A method for computing the overall statistical significance of a treatment effect among a group of genes
2006

Evaluating Treatment Effects on Gene Groups

publication Evidence: moderate

Author Information

Author(s): Robert Delongchamp, Taewon Lee, Cruz Velasco

Primary Institution: Division of Biometry and Risk Assessment, National Center for Toxicological Research, Jefferson, Arkansas, USA

Hypothesis

Can we reliably assess the statistical significance of treatments on groups of genes using adjusted methods for correlation?

Conclusion

Reliable corrections for the effect of correlations among genes on the significance level of a GO term can be constructed for a one-sided alternative hypothesis.

Supporting Evidence

  • Computer simulations demonstrated that correlations among genes invalidate many statistical methods commonly used to assign significance to GO terms.
  • Meta-analysis methods for combining p-values were modified to adjust for correlation.
  • The bias of naïve significance calculations can be greatly decreased although not eliminated.

Takeaway

When scientists look at how treatments affect groups of genes, they need to be careful because genes can influence each other.
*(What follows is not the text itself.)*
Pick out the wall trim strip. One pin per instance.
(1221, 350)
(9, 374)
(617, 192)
This study shows how to better measure these effects.

Methodology

The study uses computer simulations and meta-analysis methods to adjust for correlations among genes when assessing treatment effects.

Potential Biases

The naïve significance calculations can overstate the significance due to correlations among genes.

Limitations

The methods may not be applicable to very small sample sizes, and the correlation structure must be estimated from limited data.